Молчание богов нарушил Повелитель Набу:
— В ее словах истина. О Иштар, это пламя ты знаешь лучше любого из нас. И тебе отвечать земной женщине.
Из-за дымки, скрывавшей богиню, раздался голос, разгневанный, но и в гневе мелодичный.
— Есть правда в твоих словах, Зарпанит, что была мне когда-то дочерью. Есть правда, и поэтому я сдержу свой гнев. Ты спрашиваешь, кто сильнее — любовь или я, ее творец. Мы узнаем это! Ты и твой возлюбленный будете жить вместе. Вы будете всегда рядом, вы сможете видеть друг друга, ваши взгляды будут встречаться, но никогда — руки и губы. Вы сможете говорить друг с другом, но никогда — о том пламени, что зовут любовью! Ибо если оно разгорится и соединит вас, то я, Иштар, сама буду биться с ним. И это будет не та Иштар, которую ты знала. Нет, то будет моя сестра, которую люди называют Гневной, Богиней-Разрушительницей, она примет твой облик, Зарпанит! И так будет до тех пор, пока твое пламя не победит ее или не погаснет.

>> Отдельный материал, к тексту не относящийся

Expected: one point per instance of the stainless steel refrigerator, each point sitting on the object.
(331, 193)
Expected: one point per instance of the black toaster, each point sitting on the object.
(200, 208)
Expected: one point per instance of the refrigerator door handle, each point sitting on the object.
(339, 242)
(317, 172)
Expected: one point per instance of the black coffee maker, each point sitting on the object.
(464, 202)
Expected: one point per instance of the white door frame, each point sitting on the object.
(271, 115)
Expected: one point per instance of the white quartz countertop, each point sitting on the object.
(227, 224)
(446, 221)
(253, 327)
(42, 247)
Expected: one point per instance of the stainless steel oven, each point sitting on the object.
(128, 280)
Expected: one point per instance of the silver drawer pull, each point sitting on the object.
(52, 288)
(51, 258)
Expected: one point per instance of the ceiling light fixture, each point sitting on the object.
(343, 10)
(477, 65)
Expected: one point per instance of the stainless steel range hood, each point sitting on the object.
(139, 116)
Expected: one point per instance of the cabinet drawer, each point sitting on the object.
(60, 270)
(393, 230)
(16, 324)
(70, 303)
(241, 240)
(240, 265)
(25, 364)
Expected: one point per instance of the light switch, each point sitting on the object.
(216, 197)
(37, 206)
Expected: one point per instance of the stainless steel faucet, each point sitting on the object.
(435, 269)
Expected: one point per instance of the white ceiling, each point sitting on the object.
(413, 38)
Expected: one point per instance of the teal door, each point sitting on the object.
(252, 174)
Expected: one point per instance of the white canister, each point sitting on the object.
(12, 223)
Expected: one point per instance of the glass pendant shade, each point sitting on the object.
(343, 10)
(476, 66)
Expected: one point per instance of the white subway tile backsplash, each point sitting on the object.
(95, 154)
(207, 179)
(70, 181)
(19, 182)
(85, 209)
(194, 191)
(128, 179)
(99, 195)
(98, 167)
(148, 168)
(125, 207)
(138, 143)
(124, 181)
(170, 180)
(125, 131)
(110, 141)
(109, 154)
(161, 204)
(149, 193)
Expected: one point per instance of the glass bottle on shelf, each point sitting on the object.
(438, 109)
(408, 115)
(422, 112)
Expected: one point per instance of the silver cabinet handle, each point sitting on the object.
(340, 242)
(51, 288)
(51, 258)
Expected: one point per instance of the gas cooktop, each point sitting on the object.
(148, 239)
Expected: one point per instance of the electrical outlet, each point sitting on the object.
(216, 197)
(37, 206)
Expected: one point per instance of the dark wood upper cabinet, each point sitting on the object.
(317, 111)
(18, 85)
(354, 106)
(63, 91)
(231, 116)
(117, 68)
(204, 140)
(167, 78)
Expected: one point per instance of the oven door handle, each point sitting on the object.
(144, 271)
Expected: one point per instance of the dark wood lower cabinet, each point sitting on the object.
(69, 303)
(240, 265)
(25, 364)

Голос Иштар затих. Боги молчали. Вдруг из огненной завесы, окружавшей Нергала, раздался громовой голос Повелителя Смерти.
— Вот как ты рассудила, Иштар! А теперь послушай, что скажу тебе я, Нергал, — я не отступлюсь от этого человека! И я не разгневан, нет — ведь это его глазами я видел так близко твои, о Мать Жизни, — тьма содрогнулась от хохота, — я останусь с ним и я встречу тебя, Иштар-Разрушительница! Мое искусство сравнится с твоим, моя сила — с твоей, и так будет, пока я не погашу это пламя, я, а не ты. Ибо в моих владениях нет такого огня, а когда эти двое придут ко мне, огонь этот может испугать мое темное царство!